What do I need to know about the divorce procedure?

What do I need to know about the divorce procedure?

The UK has three legal systems – England and Wales, Northern Ireland, and Scotland – and each jurisdiction is governed by different laws. The divorce procedures in England/Wales and Northern Ireland are virtually identical, however, so for the purposes of this overview, we’ve lumped them together.

Divorce procedure in England, Wales, and Northern Ireland

The divorce procedure in England, Wales, and Northern Ireland has three main stages: service of the divorce petition; decree nisi; and decree absolute.

(1) Divorce Petition

One spouse (the ‘petitioner’) must file a petition asking the court to grant a divorce – a couple cannot ask for a divorce together, even if they both want it.

After the court receives the divorce petition, it sends a copy to the other spouse (‘the respondent’) and any co-respondent named in the divorce petition (e.g., a person who had an affair with the respondent). This is known as ‘serving the petition’.

The respondent has eight days to acknowledge receipt of the petition. If they don’t do this, the court will contact the petitioner and ask for more details and, if necessary, arrange for a court official – known as a bailiff – to serve the petition in person.

What happens next hinges on whether or not the respondent contests the divorce or agrees to it. The parties will need to agree a deal regarding ownership of money and property, and arrangements for children (if any).
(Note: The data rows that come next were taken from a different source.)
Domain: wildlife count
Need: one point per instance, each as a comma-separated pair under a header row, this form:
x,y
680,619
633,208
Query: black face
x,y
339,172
Mediators or solicitors can help the parties negotiate an agreement that is fair.

(2) Decree Nisi

The next stage in the divorce process in England, Wales, and Northern Ireland is the ‘Decree Nisi.’ This is granted only when a judge has reviewed all of the divorce papers and is satisfied that there are proper grounds for a divorce. The judge will also check that all financial issues and arrangements for the children have been agreed or are in the process of being resolved. The parties may be required to attend court, but many divorces happen entirely by post.

(3) Decree Absolute

The divorce procedure in England, Wales, and Northern Ireland ends with ‘the Decree Absolute.’ The petitioner can obtain this six weeks and one day after the Decree Nisi. If the petitioner does not apply for the Decree Absolute, the respondent can apply for it, but only after a further three months have passed. Once the Decree Absolute is issued, the parties are no longer married and are free to re-marry.

The court will only grant the Decree Absolute if it deems all arrangements for the children are satisfactory. The court can also make a final financial order before the Decree Absolute is granted, but the order will only come into force after the decree has been made absolute.

(4) Getting help with the divorce procedure in England, Wales, or Northern Ireland

A solicitor who specialises in family law can help you handle your divorce. You can search for a family law solicitor specialising in divorce in our solicitor directory. Simply fill in the form in the top right-hand corner of this page.

Divorce Procedure in Scotland

There are actually two divorce procedures in Scotland: the simplified (“do-it-yourself”) procedure and the ordinary procedure. The spouse who applies for the divorce is called the ‘pursuer’ and the other the ‘defender.’

(1) Simplified / DIY Procedure

The DIY procedure is available only if:

  1. the divorce is uncontested if a party objects to the procedure at any stage , it will stop;
  2. either (i) the marriage broke down irretrievably because the parties lived apart for at least one year and both consent to the divorce, or the parties lived apart for at least two years and one spouse does not consent to the divorce, or (ii) one spouse has been issued with an interim gender recognition certificate;
  3. there are no children under 16 – this includes adopted children and children accepted into the family;
  4. there are no disputes over property or money;
  5. neither party suffers from a mental disorder affecting their ability to manage their own affairs;
  6. there are no other court proceedings; and
  7. there is no religious impediment to the remarriage of either partner – this may apply if a party is Jewish and seeks a religious bill of divorce (known as a ‘get’).

(2) Ordinary Divorce Procedure

Where a DIY divorce is unavailable, a pursuer must use the ordinary divorce procedure.

The ordinary divorce procedure begins with the solicitor for the pursuer drafting a summons (in the Court of Session) or an initial writ (in the sheriffs’ courts).

The divorce application is sent to the court and a copy is served on the defender. Where adultery is a ground for divorce, a copy is also sent to the third person involved if he or she is named in the application.

If the defender agrees about the grounds for the divorce and what to do about any children, money and property the divorce can go to court as an undefended case . In this event, neither partner usually has to go to court. The sheriff will examine the case and the divorce will then be granted unless the court requires further information.

If the defender does not agree about the grounds for the divorce, or issues about the children, money or property the divorce application will go to court as a defended case . Defended cases can be long and expensive, but it may be possible to settle disputes using mediation or the collaborative family law process.

(4) Getting help with the divorce procedure in Scotland

As above, a solicitor who specialises in family law matters can help you navigate the divorce procedure in Scotland.